When I was in school, I asked numerous people numerous times when I would learn to submit work to publishing houses, what the protocol was, how I could find them, even how to submit work to theaters or production companies for film. There was no class on the business of writing, on how we, as writers, can work to achieve all we can. I graduated not knowing anything about what the future would hold for me. It was like getting ready to jump off a cliff. And I'm afraid of heights.


When I graduated, I didn't learn how to handle my student loans, I had debts that needed to be nipped in the bud, and I needed to figure out how to stay out of debt. Problem was, as soon as one was taken care of, something else popped up. I paid off and cancelled my Best Buy Rewards Master Card. I went to the dentist, learned of several cavities that needed fixing (that I later learned were probably just weak spots), and was coerced into getting a credit card through them to pay it off. I swear, these people see me coming.

When I bought my car, it was out of necessity. My sister and I worked at the same place for about a year before she decided to move away, and I needed a way to get to work. So, I bought a car, and have been paying three hundred dollars a month since January 2012. Life freaking happens.

Learning to Take Charge

As I said, in the start of 2014, my sister and I went to the second round of Financial Peace University given at my church. Dave Ramsey is a hilarious speaker with a lot of good sense when it comes to money management, because he's been there.

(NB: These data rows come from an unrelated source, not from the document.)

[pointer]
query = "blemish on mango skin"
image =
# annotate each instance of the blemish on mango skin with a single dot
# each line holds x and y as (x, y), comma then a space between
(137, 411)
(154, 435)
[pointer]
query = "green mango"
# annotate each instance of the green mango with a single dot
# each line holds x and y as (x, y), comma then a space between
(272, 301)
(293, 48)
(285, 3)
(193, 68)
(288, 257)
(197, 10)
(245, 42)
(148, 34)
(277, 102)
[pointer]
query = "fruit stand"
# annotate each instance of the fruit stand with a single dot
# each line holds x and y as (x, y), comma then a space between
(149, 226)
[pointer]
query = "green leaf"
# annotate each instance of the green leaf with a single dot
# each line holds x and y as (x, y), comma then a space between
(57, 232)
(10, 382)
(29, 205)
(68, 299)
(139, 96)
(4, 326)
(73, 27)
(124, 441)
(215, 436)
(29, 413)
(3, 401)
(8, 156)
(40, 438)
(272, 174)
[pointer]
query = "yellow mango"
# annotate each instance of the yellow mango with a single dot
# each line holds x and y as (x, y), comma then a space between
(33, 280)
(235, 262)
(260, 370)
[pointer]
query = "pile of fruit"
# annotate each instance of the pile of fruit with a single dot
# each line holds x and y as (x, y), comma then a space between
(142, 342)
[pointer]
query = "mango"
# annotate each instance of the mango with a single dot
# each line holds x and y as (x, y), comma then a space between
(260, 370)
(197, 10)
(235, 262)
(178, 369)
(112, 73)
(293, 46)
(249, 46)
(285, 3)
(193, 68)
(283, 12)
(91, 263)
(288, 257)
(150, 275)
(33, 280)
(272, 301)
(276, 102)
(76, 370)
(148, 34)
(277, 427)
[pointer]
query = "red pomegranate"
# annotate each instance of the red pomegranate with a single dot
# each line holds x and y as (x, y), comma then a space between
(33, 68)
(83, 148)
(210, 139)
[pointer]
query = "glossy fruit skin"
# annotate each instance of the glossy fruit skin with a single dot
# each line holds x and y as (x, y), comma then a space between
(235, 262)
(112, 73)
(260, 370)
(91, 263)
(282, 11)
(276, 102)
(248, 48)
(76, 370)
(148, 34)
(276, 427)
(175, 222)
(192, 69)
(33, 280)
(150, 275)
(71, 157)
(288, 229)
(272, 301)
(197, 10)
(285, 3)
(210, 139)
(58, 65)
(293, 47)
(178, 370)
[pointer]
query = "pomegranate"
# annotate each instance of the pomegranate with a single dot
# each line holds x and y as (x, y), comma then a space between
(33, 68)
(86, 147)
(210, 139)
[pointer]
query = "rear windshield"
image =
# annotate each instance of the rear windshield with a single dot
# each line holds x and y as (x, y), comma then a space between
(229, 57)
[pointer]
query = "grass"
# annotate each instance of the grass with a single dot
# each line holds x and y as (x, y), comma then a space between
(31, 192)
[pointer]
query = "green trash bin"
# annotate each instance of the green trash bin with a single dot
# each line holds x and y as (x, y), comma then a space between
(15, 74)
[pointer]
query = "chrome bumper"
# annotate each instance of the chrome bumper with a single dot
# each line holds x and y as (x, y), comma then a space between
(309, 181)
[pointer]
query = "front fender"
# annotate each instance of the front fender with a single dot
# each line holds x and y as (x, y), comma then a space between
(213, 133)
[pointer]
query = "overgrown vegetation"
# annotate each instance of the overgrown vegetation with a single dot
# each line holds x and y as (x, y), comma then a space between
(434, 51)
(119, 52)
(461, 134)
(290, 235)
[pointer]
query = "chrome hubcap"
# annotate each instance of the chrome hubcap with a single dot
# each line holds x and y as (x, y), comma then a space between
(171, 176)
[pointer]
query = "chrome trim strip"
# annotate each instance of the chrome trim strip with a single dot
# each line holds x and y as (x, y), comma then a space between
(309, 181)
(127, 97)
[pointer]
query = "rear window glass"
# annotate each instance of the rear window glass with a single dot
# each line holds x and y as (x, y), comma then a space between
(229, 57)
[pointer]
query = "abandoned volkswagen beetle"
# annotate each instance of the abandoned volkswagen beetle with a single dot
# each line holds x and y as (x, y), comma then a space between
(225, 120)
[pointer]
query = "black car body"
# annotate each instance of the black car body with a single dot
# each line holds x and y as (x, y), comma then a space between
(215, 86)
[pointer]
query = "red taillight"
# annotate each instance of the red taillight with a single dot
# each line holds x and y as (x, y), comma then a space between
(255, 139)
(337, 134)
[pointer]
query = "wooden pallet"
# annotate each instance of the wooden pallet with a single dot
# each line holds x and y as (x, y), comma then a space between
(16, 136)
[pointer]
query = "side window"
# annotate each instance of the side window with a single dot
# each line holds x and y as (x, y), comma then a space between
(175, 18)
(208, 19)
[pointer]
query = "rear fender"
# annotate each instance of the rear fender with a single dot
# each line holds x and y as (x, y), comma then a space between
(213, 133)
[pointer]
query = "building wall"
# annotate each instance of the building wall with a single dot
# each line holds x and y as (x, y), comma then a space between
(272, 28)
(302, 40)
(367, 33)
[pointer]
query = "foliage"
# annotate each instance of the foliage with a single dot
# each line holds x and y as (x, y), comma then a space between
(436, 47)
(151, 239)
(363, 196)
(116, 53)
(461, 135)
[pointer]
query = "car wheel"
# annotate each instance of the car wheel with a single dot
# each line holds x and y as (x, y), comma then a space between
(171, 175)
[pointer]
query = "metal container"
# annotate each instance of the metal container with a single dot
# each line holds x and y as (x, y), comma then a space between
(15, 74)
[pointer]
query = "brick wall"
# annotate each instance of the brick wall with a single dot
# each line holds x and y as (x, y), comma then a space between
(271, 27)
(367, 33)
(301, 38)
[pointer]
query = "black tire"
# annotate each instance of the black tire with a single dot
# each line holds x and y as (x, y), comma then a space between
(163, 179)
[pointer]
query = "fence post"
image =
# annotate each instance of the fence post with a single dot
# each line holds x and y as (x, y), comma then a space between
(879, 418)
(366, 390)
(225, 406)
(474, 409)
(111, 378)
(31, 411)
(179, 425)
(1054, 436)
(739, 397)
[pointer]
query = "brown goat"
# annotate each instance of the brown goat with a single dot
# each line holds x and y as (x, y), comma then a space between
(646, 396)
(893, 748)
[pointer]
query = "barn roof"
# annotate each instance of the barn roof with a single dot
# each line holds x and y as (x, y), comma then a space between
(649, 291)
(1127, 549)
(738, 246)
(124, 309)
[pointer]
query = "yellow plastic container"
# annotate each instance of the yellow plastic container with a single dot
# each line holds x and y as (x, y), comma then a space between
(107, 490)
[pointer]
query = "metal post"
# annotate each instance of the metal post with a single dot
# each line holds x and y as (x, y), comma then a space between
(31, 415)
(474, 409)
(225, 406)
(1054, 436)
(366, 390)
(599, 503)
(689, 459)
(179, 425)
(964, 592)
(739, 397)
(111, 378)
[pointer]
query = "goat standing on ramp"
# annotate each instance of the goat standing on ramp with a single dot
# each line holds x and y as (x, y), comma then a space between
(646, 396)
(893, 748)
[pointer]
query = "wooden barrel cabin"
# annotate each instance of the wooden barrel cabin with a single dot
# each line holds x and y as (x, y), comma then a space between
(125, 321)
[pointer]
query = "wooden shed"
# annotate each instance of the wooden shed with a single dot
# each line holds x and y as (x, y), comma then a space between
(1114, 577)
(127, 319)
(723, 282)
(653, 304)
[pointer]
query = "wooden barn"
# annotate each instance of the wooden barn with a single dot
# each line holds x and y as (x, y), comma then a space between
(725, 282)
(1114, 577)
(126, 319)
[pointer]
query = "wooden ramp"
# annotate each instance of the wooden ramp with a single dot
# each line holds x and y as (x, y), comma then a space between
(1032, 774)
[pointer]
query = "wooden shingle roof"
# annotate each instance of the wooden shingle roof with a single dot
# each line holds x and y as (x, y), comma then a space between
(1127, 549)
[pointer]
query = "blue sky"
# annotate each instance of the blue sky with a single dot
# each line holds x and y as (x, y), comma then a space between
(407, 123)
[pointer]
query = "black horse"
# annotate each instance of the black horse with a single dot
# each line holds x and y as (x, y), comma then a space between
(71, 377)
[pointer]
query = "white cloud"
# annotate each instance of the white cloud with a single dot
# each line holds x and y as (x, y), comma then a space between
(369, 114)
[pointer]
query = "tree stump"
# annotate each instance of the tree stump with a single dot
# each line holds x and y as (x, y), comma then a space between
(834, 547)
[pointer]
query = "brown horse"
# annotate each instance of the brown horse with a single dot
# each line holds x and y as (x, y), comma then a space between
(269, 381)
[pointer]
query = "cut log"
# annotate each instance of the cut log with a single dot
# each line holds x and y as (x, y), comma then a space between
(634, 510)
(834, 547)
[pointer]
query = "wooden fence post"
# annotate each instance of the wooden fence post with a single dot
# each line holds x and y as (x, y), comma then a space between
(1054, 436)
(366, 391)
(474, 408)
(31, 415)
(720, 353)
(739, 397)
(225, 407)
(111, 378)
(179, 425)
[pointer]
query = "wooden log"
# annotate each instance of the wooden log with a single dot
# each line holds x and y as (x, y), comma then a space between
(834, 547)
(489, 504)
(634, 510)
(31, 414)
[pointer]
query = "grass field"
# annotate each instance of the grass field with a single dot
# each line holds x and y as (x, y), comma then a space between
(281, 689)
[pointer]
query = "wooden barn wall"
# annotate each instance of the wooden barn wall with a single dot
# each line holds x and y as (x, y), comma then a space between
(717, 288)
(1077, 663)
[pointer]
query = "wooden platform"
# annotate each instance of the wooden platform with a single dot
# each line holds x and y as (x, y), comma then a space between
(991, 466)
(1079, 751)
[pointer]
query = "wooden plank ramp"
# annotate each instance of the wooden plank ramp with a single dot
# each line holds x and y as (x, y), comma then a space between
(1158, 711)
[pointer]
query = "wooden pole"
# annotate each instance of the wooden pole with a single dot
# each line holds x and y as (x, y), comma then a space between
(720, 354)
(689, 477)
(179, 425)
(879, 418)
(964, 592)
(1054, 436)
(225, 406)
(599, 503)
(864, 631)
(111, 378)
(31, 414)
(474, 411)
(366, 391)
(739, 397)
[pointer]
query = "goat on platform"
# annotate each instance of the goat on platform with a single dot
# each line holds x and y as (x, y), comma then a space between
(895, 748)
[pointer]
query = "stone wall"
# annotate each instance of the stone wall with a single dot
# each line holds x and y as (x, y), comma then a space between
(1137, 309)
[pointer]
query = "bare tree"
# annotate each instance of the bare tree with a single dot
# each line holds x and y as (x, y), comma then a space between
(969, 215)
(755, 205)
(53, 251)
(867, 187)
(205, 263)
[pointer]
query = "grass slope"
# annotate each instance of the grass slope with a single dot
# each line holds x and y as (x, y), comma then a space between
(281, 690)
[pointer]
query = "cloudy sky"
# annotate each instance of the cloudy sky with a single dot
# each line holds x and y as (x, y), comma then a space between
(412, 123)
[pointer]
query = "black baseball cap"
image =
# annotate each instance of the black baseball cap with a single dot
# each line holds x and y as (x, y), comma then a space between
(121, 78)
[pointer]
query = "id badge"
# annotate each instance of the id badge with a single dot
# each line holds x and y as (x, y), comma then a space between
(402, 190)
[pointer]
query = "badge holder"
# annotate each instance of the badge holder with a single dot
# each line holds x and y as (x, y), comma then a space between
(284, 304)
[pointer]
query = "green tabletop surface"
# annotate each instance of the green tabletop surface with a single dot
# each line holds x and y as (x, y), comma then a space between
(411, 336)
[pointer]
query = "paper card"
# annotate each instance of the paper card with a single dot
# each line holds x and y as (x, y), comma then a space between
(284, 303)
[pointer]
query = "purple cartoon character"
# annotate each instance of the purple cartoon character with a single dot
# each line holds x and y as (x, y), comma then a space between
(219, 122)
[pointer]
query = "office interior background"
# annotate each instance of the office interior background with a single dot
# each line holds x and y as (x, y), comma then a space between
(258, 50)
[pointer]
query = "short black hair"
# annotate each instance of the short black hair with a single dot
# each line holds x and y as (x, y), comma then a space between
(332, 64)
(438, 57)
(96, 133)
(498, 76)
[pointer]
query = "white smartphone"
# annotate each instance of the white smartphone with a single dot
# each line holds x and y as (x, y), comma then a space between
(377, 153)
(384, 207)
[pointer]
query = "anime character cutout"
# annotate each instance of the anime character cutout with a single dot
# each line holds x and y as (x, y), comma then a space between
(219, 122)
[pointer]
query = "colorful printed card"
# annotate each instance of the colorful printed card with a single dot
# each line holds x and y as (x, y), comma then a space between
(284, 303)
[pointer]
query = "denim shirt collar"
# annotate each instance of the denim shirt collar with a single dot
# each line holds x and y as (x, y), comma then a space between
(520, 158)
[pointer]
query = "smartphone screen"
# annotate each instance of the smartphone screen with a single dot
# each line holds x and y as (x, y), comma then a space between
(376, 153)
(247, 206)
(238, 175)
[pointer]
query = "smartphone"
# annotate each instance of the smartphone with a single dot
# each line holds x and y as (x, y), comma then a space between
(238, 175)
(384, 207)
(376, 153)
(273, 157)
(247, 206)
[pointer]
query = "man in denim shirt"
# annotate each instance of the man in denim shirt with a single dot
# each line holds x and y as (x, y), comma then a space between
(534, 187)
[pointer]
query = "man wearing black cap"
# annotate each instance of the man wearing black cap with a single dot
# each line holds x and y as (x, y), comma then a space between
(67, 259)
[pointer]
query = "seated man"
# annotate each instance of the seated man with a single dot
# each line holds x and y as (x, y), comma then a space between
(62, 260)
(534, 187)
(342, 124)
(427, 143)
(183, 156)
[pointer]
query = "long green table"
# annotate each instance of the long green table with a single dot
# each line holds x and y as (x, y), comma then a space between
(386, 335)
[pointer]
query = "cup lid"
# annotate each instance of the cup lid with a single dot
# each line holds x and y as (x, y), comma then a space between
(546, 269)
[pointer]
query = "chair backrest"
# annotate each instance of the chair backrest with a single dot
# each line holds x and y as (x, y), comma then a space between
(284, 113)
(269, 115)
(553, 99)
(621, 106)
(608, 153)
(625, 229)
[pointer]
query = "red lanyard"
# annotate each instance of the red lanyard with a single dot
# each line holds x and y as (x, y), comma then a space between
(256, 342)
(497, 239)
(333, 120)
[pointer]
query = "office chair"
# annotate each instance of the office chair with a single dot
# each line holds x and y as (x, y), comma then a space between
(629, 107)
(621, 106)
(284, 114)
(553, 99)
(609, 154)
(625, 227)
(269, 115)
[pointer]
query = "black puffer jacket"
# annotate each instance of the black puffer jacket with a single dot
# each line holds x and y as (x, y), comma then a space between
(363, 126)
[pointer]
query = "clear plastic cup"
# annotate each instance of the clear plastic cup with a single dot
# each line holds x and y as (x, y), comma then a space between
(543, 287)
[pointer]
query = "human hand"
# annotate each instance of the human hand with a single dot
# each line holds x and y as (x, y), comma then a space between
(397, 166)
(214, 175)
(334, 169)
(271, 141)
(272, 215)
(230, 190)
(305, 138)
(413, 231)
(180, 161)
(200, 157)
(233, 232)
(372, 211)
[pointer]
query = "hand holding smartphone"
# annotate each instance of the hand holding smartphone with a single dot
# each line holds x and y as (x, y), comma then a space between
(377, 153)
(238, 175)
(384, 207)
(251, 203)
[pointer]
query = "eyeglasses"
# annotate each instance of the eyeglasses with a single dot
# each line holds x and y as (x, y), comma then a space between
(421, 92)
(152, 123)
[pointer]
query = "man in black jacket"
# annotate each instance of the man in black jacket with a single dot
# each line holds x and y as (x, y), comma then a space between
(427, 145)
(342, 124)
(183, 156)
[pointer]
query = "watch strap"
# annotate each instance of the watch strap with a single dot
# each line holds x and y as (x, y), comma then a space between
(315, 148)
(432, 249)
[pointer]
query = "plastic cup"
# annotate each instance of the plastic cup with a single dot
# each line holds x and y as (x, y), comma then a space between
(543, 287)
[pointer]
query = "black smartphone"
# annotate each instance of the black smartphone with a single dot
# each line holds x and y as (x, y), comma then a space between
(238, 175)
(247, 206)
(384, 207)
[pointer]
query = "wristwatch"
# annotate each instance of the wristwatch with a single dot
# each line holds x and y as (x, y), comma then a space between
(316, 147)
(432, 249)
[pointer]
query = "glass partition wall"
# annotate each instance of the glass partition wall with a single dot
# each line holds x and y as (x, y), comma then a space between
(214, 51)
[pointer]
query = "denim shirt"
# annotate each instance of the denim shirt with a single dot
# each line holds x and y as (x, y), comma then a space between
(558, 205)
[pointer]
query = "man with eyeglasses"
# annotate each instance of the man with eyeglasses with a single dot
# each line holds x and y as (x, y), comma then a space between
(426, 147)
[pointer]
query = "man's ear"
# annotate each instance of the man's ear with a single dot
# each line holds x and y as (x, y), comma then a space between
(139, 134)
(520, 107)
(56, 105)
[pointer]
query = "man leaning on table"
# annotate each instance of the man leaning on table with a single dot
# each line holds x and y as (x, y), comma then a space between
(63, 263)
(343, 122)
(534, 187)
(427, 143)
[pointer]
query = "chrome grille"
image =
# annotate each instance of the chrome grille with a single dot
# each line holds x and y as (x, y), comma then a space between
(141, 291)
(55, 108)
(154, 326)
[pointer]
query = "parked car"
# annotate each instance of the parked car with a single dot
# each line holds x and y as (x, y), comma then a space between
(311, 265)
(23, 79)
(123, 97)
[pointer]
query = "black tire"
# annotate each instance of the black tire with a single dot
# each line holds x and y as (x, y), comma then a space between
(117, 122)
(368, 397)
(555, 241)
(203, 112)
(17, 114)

I started to take my spending into deep consideration, and I realized that I spent a lot of my money on fast food, and didn't do any kind of tracking. I had no idea where my money was going, like at all.

I've tried to budget my money, but it's something I'm still working on. It's difficult, but doable, if I'm consistent. I just haven't been consistent.

The last several months have been easier, thanks in part to Jamberry. I did extremely well the first couple months, which made my money go further, but I still have creditors calling me, and they're getting somewhat relentless. That's why I've written this blog. I want to chronicle my journey out of debt. I've got a game plan. I've started budgeting my money with Dave Ramsey's new online budgeting tool, EveryDollar.com, and I'm trying to wrap my head around using cash for everything except bills and gas.

My Game Plan

This is what I'm working on. 
  • Begin tithing 10% of my take home pay every pay period. 
    • I am a Christian, and have been taught my entire life that God asks for 10%. It's an act of obedience, and one I've neglected for most of my life. Speaking to others who've done FPU, they're always amazed to see that when you pay your tithe, your still manage to have money left over to manage your bills. I don't see this as a magic trick, but when you add giving into your monthly budget, you'll always be able to handle your finances. 
  • Save up quickly for my $1,000 emergency fund. 
    • Start doing whatever it takes to get there. Even look into giving plasma again. It was easy money.
  • Write down all of my purchases in EveryDollar. 
  • Look for discounts when grocery shopping.
  • Eat out less. 
    • I'm doing Visalus, so the money I was sending to restaurants should be replaced by my Vi shakes every month. 
  • Look into trading my car for something with lower payments. 
    • I'm paying $300/month for a POS Kia right now. Do you know how much debt I could pay off if my payment was even HALF that?!
It's a start. I will try to give monthly updates on how I'm doing, and how I'm working my way through Dave Ramsey's Baby Steps. It'll take awhile, and a lot of hard work. I'm hoping to get a raise at work, which would be absolutely amazing. Pair that with getting a different car (which, would hopefully have lower car insurance), and I think I could really start to save some money. 
  • Prayers are always appreciated in this endeavor!
  • What are your best money savings tips?
  • Any idea how to get rid of a car you're still paying on?